So now, besides being whatever he was, some sort of spirit hunter and grave robber, Rafe was a psychologist and literary critic. His opinion didn’t surprise me; I believe what he said as well, at least the part about how writers have to carry around unreal worlds in their heads. And treat them as of they were real when they write them down.
BG noticed I had finished my Jagermeister and brought me a new drink. “Wild Turkey 101,” he said, setting the glass down. “It’s called 101 because that’s the proof. That’ll make up for the low-octane Jager.” I pushed my list of 69 drinks toward him and he initialed the Wild Turkey.
I was happy to get the Wild Turkey. Before I was a George Dickel man (as reported in an earlier post) I was a Wild Turkey drinker. At 101 proof and a medium-level price it’s a very economical drink and it fits nicely into my fondness for rough alcohol.
“I know I’m asking the same question but I can’t get my head around it: how did this Ada come to be buried under my house?”
“As I also said earlier, I believe she was buried first, then your house was moved on top of the grave.” He took another sip of his drink. For some reason the level of the liquid stayed the same, or at least it seemed that way to me. Also, the thick shot glass kept its gloss of frost.
“It’s all tied to the Ashburn School. The Ashburns were slave owners, and all indications are they were not particularly benevolent. Period accounts, letters, diaries, tell of them — both Mrs. And Mr. Ashburn — beating their slaves for trivial matters. Not that any matter deserved a beating. They loaned the slaves out, rented them to people in town, passed them back and forth among family members, used them any way they could to make money from them. I believe Ada was one of theirs. I read an accounting of their property from town records in the Hillsborough newspaper and they list a young mulato girl as belonging to them. They owned several other slaves as well, two men, and a woman of middle years, as she is described. I’m still reading the newspapers; you can access them online in the library and so far I haven’t found any reference to anyone dying, or any reference to moving the school building over to your property. If you’re interested you can look them up yourself. Just go to the Library of Congress’ website and put in the Hillsborough Record as your search term.” He stopped for a minute as if considering what he had just said. “Why don’t you do that, you could help me out; I’d appreciate it. As a matter of fact, if you really want to learn about this time in history and help me figure out why your house is involved, go to the local library and find an old guy named Aiden there. He sets up camp every day at a table on the second floor. Just ask anyone and they’ll point him out. He’s a retired history professor, taught at Duke for many years. Tell him I sent you.”

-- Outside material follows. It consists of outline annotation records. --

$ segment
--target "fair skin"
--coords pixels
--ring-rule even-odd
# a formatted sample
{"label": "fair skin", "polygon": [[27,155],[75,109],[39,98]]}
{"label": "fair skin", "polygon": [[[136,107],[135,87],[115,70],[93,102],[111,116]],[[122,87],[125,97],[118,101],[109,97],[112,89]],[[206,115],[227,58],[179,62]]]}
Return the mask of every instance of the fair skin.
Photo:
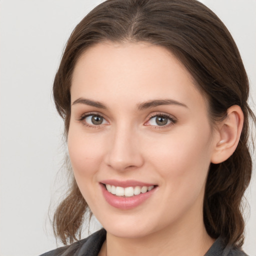
{"label": "fair skin", "polygon": [[[232,106],[214,129],[206,100],[184,66],[146,42],[87,50],[76,64],[70,94],[74,175],[107,231],[99,255],[204,255],[214,242],[202,216],[208,169],[234,150],[240,108]],[[154,188],[145,200],[126,204],[122,196],[106,199],[112,182]]]}

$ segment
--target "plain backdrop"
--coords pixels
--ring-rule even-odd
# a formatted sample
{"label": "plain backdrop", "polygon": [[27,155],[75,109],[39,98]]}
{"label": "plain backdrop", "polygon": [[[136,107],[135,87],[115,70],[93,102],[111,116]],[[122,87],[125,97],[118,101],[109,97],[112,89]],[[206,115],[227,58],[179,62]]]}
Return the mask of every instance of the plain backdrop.
{"label": "plain backdrop", "polygon": [[[62,194],[58,188],[65,186],[64,172],[57,176],[64,146],[52,86],[70,32],[102,2],[0,0],[0,256],[36,256],[56,246],[48,210]],[[256,0],[201,2],[232,34],[256,99]],[[255,173],[246,196],[250,208],[245,212],[244,250],[255,256]],[[91,232],[99,226],[93,220]]]}

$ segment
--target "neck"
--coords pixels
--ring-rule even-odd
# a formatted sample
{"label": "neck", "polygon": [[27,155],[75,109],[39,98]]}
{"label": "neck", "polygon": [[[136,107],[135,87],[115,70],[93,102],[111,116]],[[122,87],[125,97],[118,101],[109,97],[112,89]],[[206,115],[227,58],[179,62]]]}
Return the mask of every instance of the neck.
{"label": "neck", "polygon": [[143,238],[118,238],[107,233],[102,255],[203,256],[214,242],[204,223],[200,226],[192,223],[184,230],[169,228]]}

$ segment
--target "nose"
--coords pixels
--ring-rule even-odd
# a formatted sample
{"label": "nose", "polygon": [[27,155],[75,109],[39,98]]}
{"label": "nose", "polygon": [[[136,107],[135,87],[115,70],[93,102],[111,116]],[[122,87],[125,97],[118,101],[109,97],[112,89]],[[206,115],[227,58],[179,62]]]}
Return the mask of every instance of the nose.
{"label": "nose", "polygon": [[106,164],[120,172],[142,166],[144,160],[138,135],[128,127],[113,131],[106,156]]}

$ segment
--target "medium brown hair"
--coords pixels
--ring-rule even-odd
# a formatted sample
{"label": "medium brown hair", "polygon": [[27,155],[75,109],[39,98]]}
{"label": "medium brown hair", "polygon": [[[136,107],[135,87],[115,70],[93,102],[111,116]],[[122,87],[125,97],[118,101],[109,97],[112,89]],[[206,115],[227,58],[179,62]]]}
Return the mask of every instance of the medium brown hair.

I fished my notebook out of my back pocket. “Aiden?” I asked, writing the name down. “Last name?”
“Mann, but you won’t need it. Everyone knows who he is.”
A train of thought suddenly occurred to me. “Do you think there’s anyone else buried underneath there? Besides Ada?”
“That’s a good point. That’s what I’ve been trying to ascertain.”
“That’s why there are two holes being dug”
He nodded. “The Hillsborough Record’s list of the Ashburn’s property was in the February 6, 1850 edition. I looked ahead to the same date one year later, and the list of their slave property has them down to one man and a woman. Ada is no longer there, and one of the men is missing.” He folded his hands on the table. The silence stretched between us. I didn’t really want to ask the question, but I saw no way around it.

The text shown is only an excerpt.